Butina stands accused of operating on behalf of the Russian government.

September 10, 2018, 4:37 PM

A federal judge denied Maria Butina’s motion for bond review at a hearing in federal court in Washington, D.C. on Monday, ruling that the alleged Russian agent will remain in jail pending trial.

Judge Tanya S. Chutkan, the federal district court judge overseeing Butina’s case, said she “cannot imagine a scenario where it is not possible” that Butina would flee the country if allowed to leave the Alexandria, Virginia, jail where she’s being held.

The judge said she was unmoved by three videos Butina’s defense attorney sent her that very morning – one of which depicted Butina and conservative political operative Paul Erickson singing “Beauty and the Beast” – and noted that Butina could immediately jump into a car with diplomatic tags and be whisked away to Russia, which does not have an extradition treaty with the United States, making her unreachable to U.S. authorities.

“Risk of flight,” she said, “is the court’s primary concern.”

Butina, a 29-year-old Russian gun rights activist, was arrested in July and stands accused of developing a covert influence operation in the United States. She has pleaded not guilty to charges of conspiracy and failure to register as a foreign agent.

Driscoll had hoped the court would agree to release his client from jail on Monday but instead walked away with a scolding from the judge in the form of a pending gag order prohibiting him from continuing to discuss the case with the media.

Judge Chutkan appeared at first sympathetic to Driscoll’s arguments that the government had smeared Butina’s character with its assertion that she offered sex for access to a political organization.
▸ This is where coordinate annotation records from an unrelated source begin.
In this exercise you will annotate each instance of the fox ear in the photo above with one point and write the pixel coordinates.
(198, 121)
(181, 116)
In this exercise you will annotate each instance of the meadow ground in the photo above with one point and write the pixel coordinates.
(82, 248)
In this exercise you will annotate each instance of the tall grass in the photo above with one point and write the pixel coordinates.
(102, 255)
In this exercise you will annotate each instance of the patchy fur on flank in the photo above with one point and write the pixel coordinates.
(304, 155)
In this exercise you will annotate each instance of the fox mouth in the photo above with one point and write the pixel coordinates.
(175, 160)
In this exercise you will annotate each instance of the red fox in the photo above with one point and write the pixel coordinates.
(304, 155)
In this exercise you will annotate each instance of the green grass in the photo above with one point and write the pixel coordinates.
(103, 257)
The judge even said she was “dismayed” when she learned that the government’s headline-making claim would have to be walked back, noting that the claim must have caused Butina’s family no small amount of concern.
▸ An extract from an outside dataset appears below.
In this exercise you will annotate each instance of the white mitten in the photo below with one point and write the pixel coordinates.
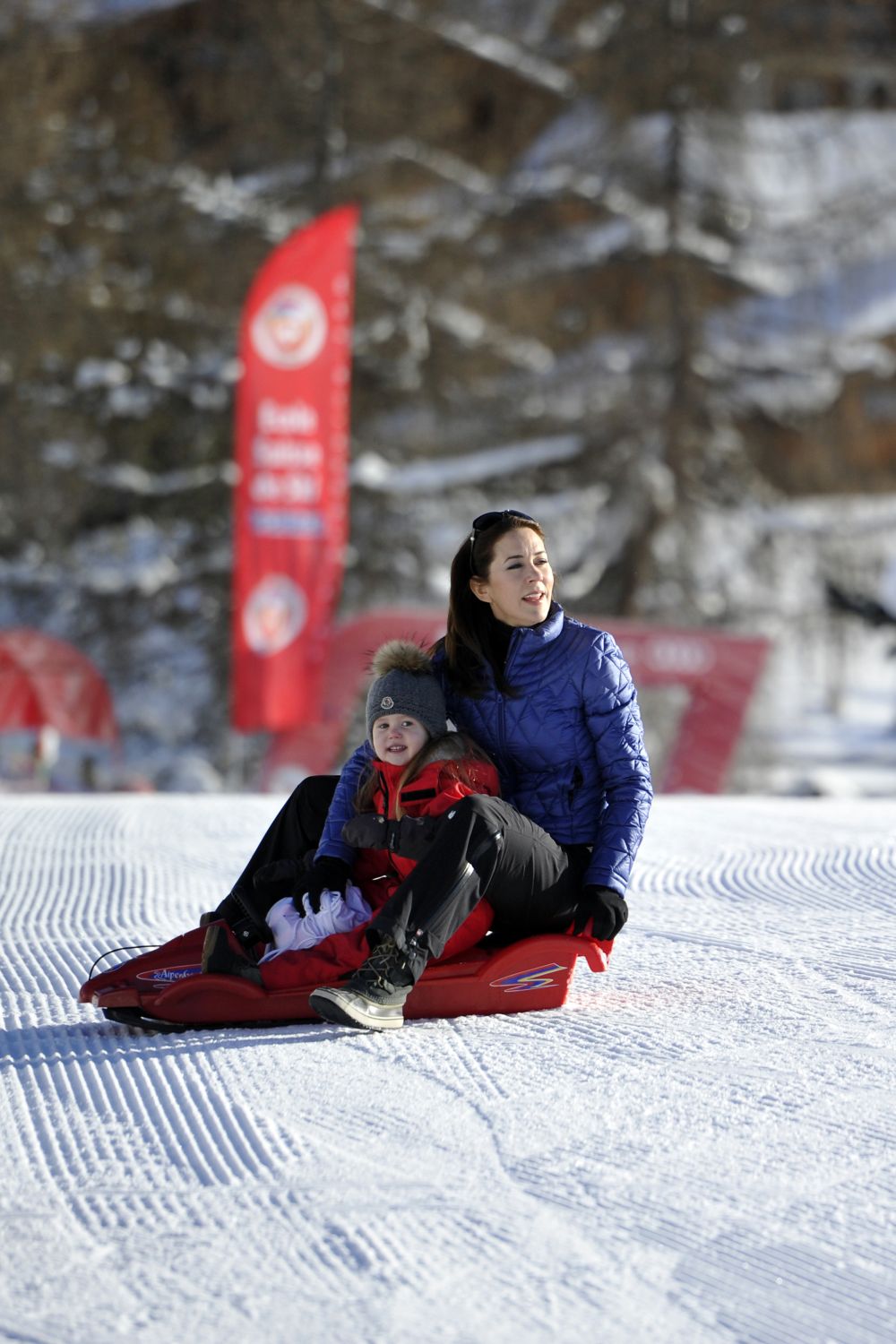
(295, 932)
But she ultimately applauded prosecutors for correcting the record and merely cautioned them to be more careful going forward, while Driscoll landed squarely in the judge’s crosshairs.
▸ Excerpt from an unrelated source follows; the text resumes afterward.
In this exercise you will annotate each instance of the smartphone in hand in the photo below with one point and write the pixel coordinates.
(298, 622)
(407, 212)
She decided that Driscoll had “overstepped” and “crossed the line” in his recent interviews with the media, saying that he continued to give interviews “in defiance” of her earlier warnings to mind local rules.

Butina is scheduled to be back in court on Nov. 13, and the public might not her from Driscoll until then.

“Not today,” Driscoll said as he walked away from reporters assembled outside the courthouse.